Agreed, being able to export 100% of the contents of an org is the long
term goal.

Just to give some more background on the data format, for offline use
(aka all use until phase 3) the data format will be CSV for data without
a binary component (basically using katello-cli-csv for Ph 1, and then
building off of that in future iterations), and exported tgz for repos
and such.
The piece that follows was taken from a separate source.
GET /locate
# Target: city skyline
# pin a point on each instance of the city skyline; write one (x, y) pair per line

This all gets wrapped up into a bigger tgz, possibly with an
additional bit of metadata. The reason for CSV instead of JSON is that
it's easier for someone to hand-inspect to see what's being loaded.
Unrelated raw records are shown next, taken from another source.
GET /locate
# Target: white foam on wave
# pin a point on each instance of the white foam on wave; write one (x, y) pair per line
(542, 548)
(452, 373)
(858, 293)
Some users may want to export in ISO format, but I think manual use of
mkisofs or genisoimage after the export is created should be ok.

The format for online xfer (phase 3) is not decided on yet. It may be a
dynflow task that does a bit of discovery via API calls or local calls
and then making a number of API calls to the other Katello after
creating a set of tasks for what needs to happen. I have some learning
to do in this area so the doc is a bit vague :slight_smile:

For Phase 3, I would like to ensure that APIs for manipulating data all
work for doing "inverse" operations (i.e., for a given call, the output
of a GET works as input for the POST or PUT on a different server). IMO,
having to massage the data after its pulled out adds brittleness. I
don't know how feasible this goal is but I would like to try. There's no
need for hand-inspection of data here, so we can just use JSON without
conversion to CSV.

I'll update the doc with this info today.

>
> * It also seems like the notion of live connect (think manifest
> chaining) is not in the cards. Is that correct?
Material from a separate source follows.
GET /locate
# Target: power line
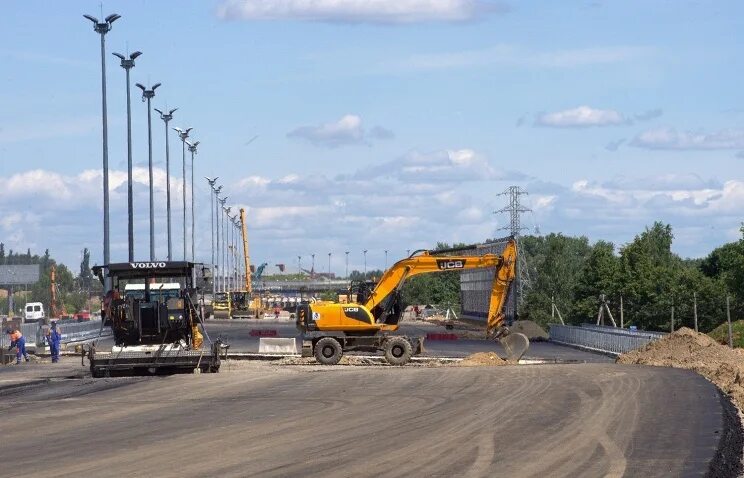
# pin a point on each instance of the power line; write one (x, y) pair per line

The plan we have currently is that inter-server-sync does not deal with
manifests; the user would need to import them as they normally would.

>
> Looking at The phase 1 Hammer Design
>
> A) The pattern seems to be to pull out repos and products via the CLI.
> HOw much harder would it be to specify a root ENV and Content View to
> scope the calls? I ask because that would make it much more powerful in
> phase 1.

The main snag we hit with export/import of content views outside of the
default view in library is the following:

  • user exports CV1 at version 1 from Katello A
  • user imports CV1 at version 1 to Katello B
  • user updates CV1 (now at version 2) on Katello A
  • user updates CV1 (also now at version 2) on Katello B

At this point, Katello A and B have CV1 version 2, but they are
different. When exporting CV1 version 2 from A and importing to B, what
would be the best behavior?

One way could be to make imported CVs "locked" somehow so they could
only be updated via import. If someone wanted to modify it for local
use, they could create a CCV using the locked CV.

>
> B) What is the output format of hammer repository export --id <id>. If I
> am air gapped, how am I walking it across the network boundaries?

The export would be tgz. Users would need to scp it or have some other
means to obtain it locally before walking it over. We could add "export
and then download it locally" to hammer as a feature but it's currently
not on the doc.

>
> C) With your step entitled (# replace URL with on-disk location for
> place to sync from on destination katello), I assume this will work for
> Red Hat Conent only? How do you envision a model where a disconnected
> satelite gets Red Hat and some custom content from a different
> satellite, and some is mirrored from other internal repos?

I would like for the repo URL swap to go away ASAP :slight_smile: I believe it
should be constrained to just the products being exported though, so it
should not affect other repos.

Having said that though, we may want to investigate uploading content
into the destination instead of syncing from filesystem. This would let
the repo description (sync url and such) in Katello and Pulp on the
destination be 1:1 with the source. IMO, sync instead of upload would be
a Phase 3 optimization for online cases.

>
> D) Why the limitation on rpm only content?

Only because rpm + errata seems to be the most requested, and I would
rather get things nailed down with this before moving on to other types.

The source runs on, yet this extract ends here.